July 9, 1997 in City
Children’s Museum Gets Downtown Site Board Selects Vacant Building On West First In ‘Growing And Changing’ Neighborhood
FROM FOR THE RECORD (Thursday, July 10, 1997): Correction Building in use: The future site of the Children’s Museum of Spokane at 1017 W. First currently is being used by the Mid-City Senior Center. An article in Wdnesday’s Spokesman-Review said otherwise.
The Children’s Museum of Spokane has found a permanent home on West First Avenue, an area of downtown known in recent years for drugs and prostitution.
But members of the museum’s board of directors said that’s an old perception.
“We actually did our homework and worked with public safety officials and city planners,” said Mary Brandt, executive director of the museum.

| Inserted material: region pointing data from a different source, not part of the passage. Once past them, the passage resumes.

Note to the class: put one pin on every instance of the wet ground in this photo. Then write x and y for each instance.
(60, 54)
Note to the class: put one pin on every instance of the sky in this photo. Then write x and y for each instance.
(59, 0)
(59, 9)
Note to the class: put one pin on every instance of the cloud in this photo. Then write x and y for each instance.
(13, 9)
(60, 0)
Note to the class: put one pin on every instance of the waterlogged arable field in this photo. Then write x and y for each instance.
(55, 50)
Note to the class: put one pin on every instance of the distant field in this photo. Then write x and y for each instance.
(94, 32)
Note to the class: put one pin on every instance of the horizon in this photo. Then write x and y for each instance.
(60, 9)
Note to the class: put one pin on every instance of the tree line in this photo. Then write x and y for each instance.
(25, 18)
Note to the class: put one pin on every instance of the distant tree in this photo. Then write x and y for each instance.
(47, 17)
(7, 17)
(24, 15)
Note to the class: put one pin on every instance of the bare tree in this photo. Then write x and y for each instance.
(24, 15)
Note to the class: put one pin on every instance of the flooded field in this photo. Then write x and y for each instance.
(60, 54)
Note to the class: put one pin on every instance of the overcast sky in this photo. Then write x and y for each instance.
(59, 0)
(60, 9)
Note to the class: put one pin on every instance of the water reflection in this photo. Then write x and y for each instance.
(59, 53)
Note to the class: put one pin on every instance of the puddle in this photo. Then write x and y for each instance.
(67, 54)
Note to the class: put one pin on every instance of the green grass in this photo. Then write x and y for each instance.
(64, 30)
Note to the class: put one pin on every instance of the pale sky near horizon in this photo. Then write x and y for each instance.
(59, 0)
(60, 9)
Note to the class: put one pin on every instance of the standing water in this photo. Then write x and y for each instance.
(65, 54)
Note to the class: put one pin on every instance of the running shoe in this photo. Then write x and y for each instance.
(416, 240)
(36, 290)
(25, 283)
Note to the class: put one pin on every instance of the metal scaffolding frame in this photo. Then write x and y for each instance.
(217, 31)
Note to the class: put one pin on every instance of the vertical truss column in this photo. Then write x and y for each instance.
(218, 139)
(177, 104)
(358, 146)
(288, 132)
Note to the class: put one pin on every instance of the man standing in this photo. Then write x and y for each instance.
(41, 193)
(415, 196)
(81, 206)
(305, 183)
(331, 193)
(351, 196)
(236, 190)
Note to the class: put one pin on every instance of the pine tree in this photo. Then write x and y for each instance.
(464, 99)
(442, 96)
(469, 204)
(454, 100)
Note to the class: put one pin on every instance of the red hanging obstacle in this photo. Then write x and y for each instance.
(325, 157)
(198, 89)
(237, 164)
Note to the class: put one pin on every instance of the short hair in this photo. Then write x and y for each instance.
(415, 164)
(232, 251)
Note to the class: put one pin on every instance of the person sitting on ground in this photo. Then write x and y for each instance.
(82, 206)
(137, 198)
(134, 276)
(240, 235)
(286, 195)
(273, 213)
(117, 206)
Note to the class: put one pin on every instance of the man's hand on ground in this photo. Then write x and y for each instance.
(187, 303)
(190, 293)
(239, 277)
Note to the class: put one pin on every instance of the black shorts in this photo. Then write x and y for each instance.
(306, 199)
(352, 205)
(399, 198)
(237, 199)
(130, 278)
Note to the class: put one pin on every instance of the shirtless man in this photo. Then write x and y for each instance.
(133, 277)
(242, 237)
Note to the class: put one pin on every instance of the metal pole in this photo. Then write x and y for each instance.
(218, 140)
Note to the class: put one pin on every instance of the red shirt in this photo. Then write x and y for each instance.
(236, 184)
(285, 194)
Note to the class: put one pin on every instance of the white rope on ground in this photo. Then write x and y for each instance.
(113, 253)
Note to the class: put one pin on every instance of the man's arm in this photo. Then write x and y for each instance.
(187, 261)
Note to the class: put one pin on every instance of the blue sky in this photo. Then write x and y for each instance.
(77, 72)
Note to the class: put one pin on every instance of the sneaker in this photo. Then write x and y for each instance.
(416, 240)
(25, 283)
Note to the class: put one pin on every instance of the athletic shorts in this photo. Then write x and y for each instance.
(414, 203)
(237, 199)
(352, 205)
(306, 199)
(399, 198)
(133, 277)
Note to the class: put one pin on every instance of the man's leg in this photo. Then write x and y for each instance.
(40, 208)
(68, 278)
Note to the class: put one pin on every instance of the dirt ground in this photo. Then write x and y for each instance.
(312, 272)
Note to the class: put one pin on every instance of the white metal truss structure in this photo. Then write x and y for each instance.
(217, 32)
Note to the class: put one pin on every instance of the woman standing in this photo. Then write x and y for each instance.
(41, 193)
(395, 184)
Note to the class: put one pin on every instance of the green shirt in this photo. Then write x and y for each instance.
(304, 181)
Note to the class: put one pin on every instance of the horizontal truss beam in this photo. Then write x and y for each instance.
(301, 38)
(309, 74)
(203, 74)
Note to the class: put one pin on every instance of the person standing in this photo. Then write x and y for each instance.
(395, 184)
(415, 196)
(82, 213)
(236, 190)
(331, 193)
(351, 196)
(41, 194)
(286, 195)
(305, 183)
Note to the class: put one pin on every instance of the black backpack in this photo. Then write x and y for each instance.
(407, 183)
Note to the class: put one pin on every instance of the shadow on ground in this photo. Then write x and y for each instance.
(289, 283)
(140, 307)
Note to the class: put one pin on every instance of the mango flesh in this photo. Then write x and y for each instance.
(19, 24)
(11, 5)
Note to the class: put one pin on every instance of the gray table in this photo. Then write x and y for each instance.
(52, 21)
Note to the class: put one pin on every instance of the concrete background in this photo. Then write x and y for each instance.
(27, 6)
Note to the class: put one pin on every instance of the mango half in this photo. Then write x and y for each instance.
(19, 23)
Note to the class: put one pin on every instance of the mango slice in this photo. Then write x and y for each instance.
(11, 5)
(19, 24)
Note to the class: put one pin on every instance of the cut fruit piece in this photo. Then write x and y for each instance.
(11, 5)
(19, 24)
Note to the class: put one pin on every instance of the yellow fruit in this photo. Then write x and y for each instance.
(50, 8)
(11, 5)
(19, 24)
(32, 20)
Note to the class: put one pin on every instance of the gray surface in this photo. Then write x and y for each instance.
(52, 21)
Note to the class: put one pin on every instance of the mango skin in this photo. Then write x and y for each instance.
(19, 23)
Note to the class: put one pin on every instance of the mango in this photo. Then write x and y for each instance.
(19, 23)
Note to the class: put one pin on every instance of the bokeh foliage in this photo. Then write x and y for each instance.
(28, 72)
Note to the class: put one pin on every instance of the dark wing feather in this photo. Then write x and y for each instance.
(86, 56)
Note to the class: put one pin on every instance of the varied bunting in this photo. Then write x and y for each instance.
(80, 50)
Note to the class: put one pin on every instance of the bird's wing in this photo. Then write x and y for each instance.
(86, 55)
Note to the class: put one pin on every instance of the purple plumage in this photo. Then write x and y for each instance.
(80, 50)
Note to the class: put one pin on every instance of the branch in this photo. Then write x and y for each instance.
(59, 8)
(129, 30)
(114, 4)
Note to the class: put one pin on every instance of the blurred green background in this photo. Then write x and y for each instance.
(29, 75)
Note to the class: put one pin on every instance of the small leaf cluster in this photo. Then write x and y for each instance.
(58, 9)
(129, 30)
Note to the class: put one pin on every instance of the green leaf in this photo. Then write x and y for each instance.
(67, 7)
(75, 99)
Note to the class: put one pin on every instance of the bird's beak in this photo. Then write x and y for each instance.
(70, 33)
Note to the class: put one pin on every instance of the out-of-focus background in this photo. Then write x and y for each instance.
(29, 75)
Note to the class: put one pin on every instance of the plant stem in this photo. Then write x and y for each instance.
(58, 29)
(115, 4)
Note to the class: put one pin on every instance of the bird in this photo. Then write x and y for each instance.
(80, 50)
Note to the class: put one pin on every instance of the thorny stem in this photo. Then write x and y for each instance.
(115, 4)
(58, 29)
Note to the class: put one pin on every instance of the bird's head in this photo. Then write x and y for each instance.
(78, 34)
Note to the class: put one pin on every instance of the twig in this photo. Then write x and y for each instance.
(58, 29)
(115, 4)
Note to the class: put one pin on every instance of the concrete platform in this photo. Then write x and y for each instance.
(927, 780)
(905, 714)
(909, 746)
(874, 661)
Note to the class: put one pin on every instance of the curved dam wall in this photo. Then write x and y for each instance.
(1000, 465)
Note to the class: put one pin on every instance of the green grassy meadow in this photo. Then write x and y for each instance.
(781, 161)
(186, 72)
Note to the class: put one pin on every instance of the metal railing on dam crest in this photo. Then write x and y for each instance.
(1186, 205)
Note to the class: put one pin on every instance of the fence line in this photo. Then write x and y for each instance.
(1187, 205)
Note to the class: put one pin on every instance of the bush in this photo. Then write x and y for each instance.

“That is currently one of the safest areas in the city.”
Other downtown locations considered for the museum included the remodeled Amtrak station, the old Lamonts building and the former Whiz Kids store. A search committee looked at nearly every available building in the downtown area, Brandt said.
She said converting the vacant brick building at 1017 W. First into a children’s museum will help the neighborhood grow.
“I think it gives us an opportunity to put down roots in the community,” Brandt said. “Being a part of a vibrant neighborhood that is growing and changing and embracing us with enthusiasm is a positive for us.”
Steve Mumm, a member of the board of the directors, said the museum is precisely what the low income neighborhood needs.
“This kind of educational attraction is a magnet in urban areas for kids and their families as well as businesses,” Mumm said. “Other cities have done it, and it’s been at the forefront of revitalization of urban areas.”
He said the museum has raised about 20 percent of the $500,000 it needs for operating costs, building renovations and scholarships for low-income kids.
Last year, the Children’s Museum opened for four months in temporary quarters at 222 N. Post, introducing children age 10 and younger to hands-on exhibits that ranged from a replica of a Greek village to a tornado generator.
By the end of the pilot period, more than 10,000 people - many of them adults - had visited the museum and 600 had purchased memberships, Brandt said.
Scheduled to open next spring, the museum could attract 35,000 children and adults each year, Brandt said.
Museum organizers plan a celebration at the new site on Monday from 10:30 a.m. to noon.